L’an mille sept-cent quatre-vingt-onze et sixième jour du mois d’octobre après-midi. Par devant nous Chancelier du Consulat Général de France en cette ville et Royaume de Tunis, soussigné, et des témoins bas nommés, est comparu Sidy Hameida bin Aly Cassem, homme d’affaire de Sidy Hameida Bin Ayat, a cédé, vendu et transporté au sieur Giovanni Strafachi Maltais, icy présent, stipulant et acceptant, savoir, un pinque Napolitain à deux mats, de la portée d’environ deux cents caffis mesures de ce Royaume avec tous ses agrais et apparaux, appartenant au dit Sidy Hameida Bin Ayat, prise faite par un corsaire de cette Régence, lequel pinque a été vendu pour le prix et somme de cinq cent sequins « zermaboubs », franc et libre de tous droits quels conques, laquelle dite somme de cinq cent sequins « zermaboubs » le dit Sidy Hameida Bin Cassem déclare et confesse avoir reçu coût présentement comptant en sequins « zermaboubs », au vû de nous dit Chancelier et Témoins du dit Giovanni Stafrachi Maltais acquéreur, et le dit Sidy Hameida Bin Aly Cassem en sa sus dites qualité et au nom de Sidy Hameida Ben Ayat caid de Gerbé, s’est démis et dépouillé du dit pinque, et en a bien et … investi le dit Sieur Giovani Strafachi Maltais acquéreur, pour en prendre possession et jouissance dès ce jour, et en faire et disposer à son plaisir et volonté, comme chose lui appartenant en propre, moyennant la sus ditte somme de cinq cent sequins « zermaboubs » qu’il reçut et dont il tient quitte le dit Sieur Giovanni Stagrachi Maltais acquéreur, avec promesse de garantie, et qu’il ne lui sera jamais fait aucune recherche à raison de ce, sous l’obligation de tous ses biens présent et avenir. Dont acte, fait et publié au dit Tunis, en cette Chancellerie de France, en présence des Sieurs Jacques Bouriges Victor Bonhomme, témoins requis et signés avec le dit Sidy Hameida Bin Aly Cassem, le Sieur Giovanni Strafachi acquéreur et nous dit Chancelier.

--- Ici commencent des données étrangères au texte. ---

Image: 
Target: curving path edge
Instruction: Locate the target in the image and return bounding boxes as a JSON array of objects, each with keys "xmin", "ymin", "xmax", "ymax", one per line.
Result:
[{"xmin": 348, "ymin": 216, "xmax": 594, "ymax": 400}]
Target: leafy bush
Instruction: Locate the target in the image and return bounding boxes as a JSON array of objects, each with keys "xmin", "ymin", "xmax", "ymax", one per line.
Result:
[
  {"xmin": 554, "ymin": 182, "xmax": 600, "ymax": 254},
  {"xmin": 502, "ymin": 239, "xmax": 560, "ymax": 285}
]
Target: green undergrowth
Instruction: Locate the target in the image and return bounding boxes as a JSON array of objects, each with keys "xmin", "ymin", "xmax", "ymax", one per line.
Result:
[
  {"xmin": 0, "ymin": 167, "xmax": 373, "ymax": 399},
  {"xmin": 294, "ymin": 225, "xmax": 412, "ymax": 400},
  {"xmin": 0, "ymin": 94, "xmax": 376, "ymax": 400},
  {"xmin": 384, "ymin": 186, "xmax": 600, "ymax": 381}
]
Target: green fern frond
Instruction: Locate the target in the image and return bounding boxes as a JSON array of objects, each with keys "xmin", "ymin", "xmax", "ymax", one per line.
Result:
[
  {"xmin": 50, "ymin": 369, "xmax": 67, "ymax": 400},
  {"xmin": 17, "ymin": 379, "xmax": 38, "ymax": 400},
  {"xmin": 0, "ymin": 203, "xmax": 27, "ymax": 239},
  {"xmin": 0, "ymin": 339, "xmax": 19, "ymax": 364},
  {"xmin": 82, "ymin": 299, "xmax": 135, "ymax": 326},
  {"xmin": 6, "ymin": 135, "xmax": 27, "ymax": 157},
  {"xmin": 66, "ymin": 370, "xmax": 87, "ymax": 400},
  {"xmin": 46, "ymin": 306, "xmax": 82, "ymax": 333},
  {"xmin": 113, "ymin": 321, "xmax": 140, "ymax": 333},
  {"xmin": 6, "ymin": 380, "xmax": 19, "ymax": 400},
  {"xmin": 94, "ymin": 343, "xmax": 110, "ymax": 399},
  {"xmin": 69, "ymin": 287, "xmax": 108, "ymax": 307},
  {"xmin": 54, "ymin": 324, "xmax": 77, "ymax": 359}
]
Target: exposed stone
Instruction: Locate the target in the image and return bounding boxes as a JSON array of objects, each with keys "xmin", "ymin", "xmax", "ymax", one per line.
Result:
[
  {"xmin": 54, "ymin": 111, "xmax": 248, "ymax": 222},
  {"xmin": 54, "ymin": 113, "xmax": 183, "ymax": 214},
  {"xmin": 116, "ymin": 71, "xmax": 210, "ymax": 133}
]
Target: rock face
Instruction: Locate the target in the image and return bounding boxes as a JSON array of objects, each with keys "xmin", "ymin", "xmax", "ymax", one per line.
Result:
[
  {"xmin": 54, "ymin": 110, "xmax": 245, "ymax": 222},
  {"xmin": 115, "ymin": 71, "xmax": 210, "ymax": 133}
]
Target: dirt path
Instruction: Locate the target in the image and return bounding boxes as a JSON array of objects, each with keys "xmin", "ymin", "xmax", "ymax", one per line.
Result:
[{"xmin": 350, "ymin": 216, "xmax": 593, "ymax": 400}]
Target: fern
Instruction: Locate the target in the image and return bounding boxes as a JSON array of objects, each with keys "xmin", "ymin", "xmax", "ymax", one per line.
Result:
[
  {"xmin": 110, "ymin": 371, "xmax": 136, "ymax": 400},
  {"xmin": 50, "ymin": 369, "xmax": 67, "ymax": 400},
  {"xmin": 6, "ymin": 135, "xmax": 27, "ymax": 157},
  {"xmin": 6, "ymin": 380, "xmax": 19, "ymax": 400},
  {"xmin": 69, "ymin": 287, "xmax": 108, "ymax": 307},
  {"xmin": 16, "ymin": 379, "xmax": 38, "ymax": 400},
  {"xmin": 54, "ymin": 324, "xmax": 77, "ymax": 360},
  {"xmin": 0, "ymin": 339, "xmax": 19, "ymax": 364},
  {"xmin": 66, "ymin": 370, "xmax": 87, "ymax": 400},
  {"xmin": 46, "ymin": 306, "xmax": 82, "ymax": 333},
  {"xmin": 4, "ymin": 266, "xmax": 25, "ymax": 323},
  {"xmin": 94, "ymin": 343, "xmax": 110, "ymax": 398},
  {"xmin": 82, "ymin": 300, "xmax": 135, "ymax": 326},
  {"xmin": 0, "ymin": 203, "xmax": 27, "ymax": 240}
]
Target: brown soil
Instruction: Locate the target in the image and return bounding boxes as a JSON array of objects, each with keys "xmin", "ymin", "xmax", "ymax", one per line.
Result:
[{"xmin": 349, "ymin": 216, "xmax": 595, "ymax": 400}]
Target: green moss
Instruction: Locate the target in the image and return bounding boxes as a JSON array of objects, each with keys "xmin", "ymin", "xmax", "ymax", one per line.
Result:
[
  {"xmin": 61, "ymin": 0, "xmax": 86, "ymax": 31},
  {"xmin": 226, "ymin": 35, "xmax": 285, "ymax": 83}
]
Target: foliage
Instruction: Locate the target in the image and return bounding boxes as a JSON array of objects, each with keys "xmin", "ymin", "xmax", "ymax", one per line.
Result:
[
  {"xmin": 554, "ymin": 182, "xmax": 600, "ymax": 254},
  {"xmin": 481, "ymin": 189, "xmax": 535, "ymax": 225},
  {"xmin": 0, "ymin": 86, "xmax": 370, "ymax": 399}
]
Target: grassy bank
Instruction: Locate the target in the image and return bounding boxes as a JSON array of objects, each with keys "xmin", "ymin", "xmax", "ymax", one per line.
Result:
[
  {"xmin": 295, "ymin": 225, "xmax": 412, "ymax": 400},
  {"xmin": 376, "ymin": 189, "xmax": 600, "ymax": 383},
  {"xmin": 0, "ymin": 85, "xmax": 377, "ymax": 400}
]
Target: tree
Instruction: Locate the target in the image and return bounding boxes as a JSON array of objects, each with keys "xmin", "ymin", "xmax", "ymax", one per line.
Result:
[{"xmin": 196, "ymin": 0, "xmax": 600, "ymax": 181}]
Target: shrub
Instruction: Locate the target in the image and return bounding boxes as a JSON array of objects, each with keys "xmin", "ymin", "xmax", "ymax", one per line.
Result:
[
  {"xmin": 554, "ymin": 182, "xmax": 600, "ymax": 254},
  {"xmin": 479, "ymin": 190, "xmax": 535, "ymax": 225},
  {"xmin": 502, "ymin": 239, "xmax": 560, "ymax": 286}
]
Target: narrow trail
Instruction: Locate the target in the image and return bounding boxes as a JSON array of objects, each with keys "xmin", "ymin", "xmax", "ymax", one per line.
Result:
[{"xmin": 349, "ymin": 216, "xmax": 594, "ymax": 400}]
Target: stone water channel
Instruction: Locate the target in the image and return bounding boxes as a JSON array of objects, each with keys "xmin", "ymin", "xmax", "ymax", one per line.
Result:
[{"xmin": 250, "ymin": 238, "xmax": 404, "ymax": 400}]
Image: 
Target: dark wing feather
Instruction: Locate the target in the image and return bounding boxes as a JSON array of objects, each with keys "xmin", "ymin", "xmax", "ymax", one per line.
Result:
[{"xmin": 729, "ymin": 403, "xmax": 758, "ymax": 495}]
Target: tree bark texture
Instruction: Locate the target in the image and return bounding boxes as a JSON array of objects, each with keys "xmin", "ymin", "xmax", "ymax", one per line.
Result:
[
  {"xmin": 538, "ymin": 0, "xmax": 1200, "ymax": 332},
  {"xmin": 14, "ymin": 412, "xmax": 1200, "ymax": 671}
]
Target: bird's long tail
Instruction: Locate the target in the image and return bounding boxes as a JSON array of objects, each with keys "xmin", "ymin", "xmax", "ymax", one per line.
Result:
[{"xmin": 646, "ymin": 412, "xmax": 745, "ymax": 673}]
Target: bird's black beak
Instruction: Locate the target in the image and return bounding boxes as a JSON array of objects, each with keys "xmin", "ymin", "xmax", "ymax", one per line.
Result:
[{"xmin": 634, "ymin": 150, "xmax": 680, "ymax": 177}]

Nous n’avons trouvé aucune trace de la précédente vie de Giovanni Stafrachi. Son nom n’apparait plus dans les registres consulaires français après avoir acheté le pinque du caïd de Djerba. On pourrait cependant penser qu’avant sa capture le maltais aurait été membre d’équipage ou capitaine, hypothèse qui se confirme car son nom réapparait dans les registres du port de Trieste en Italie en 1814. On y fait apprend que le capitaine Giovanni Stafrachi fait son entrée arrivant de Smyrne à bord d’un brigantin sous pavillon anglais et portant le nom d’Ulisse…

Extrait de Portata de’ bastimenti arrivati nel Porto-Franco di Trieste

Ce qui est certain c’est que tout comme Ulysse, le capitaine Giovanni Stafrachi aura été profondément marqué par son périple et son passage sur l’ile des lotophages, Djerba.